BIOINFORMATICS-DRIVEN APPROACHES IN PUBLIC HEALTH GENOMICS: A REVIEW OF COMPUTATIONAL SNP AND MUTATION ANALYSIS
DOI:
https://doi.org/10.63125/e6pxkn12Keywords:
Public Health Genomics, SNP Analysis, Mutation Detection, Bioinformatics Tools, Precision MedicineAbstract
The integration of bioinformatics in public health genomics has significantly advanced the capacity to identify, analyze, and interpret genetic variations such as single nucleotide polymorphisms (SNPs) and mutations, which play critical roles in disease susceptibility, progression, and treatment outcomes. This systematic review, conducted according to the Preferred Reporting Items for Systematic Reviews and Meta-Analyses (PRISMA) guidelines, synthesizes the findings of 89 peer-reviewed articles published between 2010 and 2024. The review aimed to explore the evolution, application, and effectiveness of computational tools in SNP detection, variant annotation, mutation analysis, and their translational relevance in public health and clinical settings.
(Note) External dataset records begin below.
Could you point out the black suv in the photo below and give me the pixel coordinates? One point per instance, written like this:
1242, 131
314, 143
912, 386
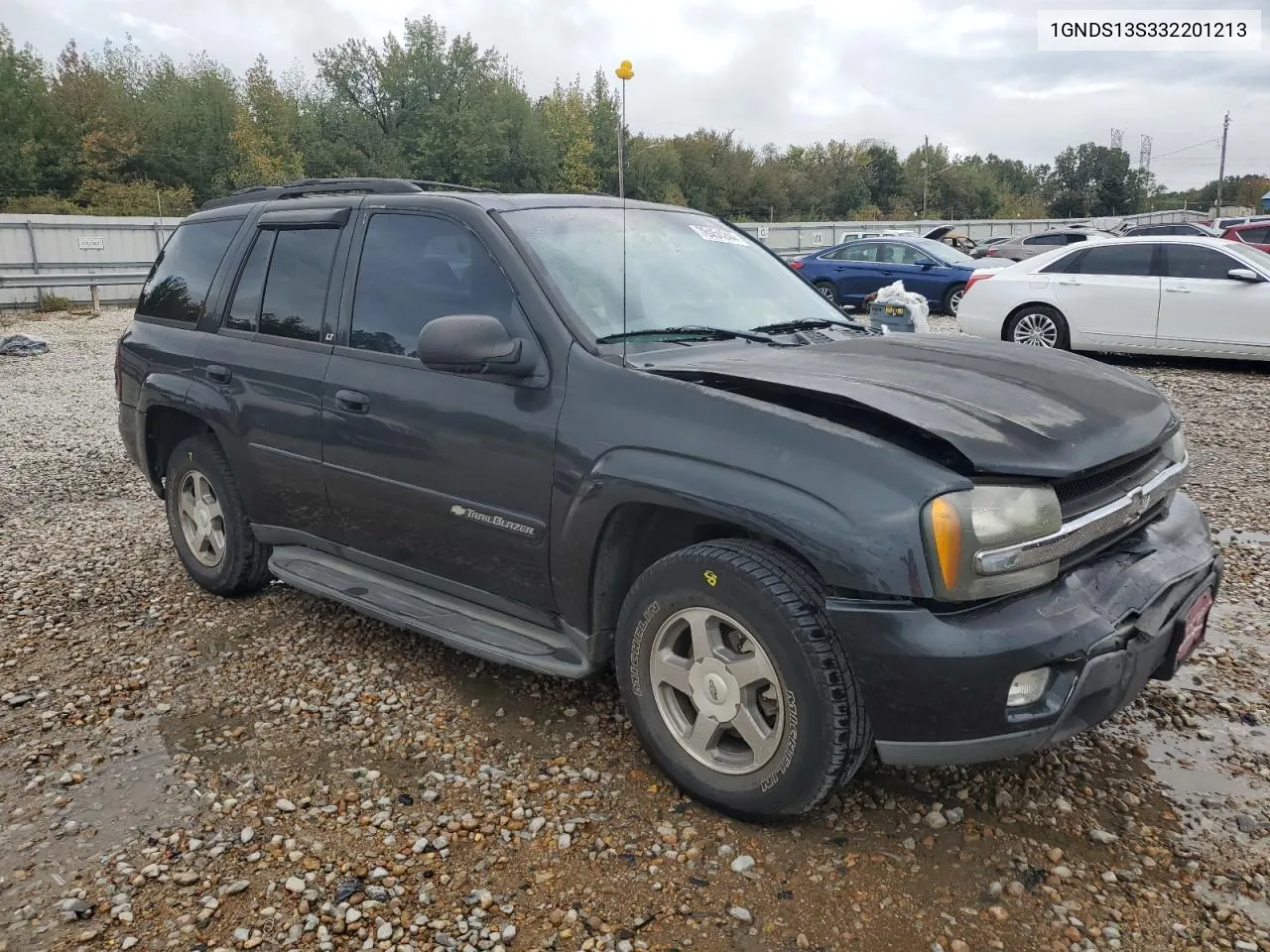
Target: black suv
567, 431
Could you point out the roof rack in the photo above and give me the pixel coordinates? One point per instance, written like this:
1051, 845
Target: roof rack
314, 186
448, 185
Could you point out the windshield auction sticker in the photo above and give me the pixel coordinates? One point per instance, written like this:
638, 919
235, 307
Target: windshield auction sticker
722, 235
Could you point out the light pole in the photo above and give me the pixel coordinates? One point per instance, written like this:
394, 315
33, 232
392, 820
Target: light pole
926, 180
624, 72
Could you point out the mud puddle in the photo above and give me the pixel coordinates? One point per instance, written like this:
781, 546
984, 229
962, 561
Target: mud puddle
93, 810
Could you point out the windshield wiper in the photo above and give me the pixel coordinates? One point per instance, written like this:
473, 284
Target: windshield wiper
691, 330
806, 324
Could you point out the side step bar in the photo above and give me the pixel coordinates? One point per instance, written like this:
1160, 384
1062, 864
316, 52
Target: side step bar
453, 621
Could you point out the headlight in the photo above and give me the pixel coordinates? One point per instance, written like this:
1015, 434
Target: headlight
959, 526
1175, 449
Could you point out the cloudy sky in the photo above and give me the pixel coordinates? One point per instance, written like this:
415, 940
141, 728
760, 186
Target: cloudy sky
775, 70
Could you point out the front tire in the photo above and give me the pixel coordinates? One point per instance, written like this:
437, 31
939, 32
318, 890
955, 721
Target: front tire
1038, 325
208, 524
737, 683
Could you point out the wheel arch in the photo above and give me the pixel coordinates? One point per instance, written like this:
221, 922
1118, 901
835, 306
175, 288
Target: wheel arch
1015, 311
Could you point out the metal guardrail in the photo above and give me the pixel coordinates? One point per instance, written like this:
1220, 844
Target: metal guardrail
91, 282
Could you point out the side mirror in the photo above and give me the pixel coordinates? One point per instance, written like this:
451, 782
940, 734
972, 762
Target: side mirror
474, 341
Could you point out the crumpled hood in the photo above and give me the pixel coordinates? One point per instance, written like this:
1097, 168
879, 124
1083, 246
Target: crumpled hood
1008, 409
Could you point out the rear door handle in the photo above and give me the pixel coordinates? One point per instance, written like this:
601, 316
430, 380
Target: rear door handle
352, 402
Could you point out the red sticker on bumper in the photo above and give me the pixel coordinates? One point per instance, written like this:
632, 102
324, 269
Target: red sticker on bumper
1197, 624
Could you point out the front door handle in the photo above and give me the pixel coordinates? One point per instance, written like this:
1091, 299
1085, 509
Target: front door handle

Specifically, the review examines widely adopted variant calling tools (e.g., GATK, SAMtools, FreeBayes), annotation frameworks (e.g., ANNOVAR, SnpEff, VEP), and pathogenicity prediction algorithms (e.g., SIFT, PolyPhen-2, CADD, REVEL). It also reviews the role of genome-wide association studies (GWAS) and the increasing use of polygenic risk scores (PRS) for population-level risk stratification. A focused assessment of curated mutation databases such as ClinVar, HGMD, and OMIM underscores their role in diagnostic interpretation and clinical decision support. Additionally, population-specific SNP mapping and multi-omics integration approaches are analyzed to highlight emerging practices in understanding regulatory variants and non-coding genomic elements. The findings indicate a robust shift toward integrative, high-throughput, and standardized bioinformatics pipelines across both research and clinical domains. This review provides a consolidated perspective on the current landscape and methodological trends in bioinformatics-driven SNP and mutation analysis, offering critical insights for researchers, clinicians, and public health professionals working to leverage genomics in disease prevention, diagnosis, and precision healthcare.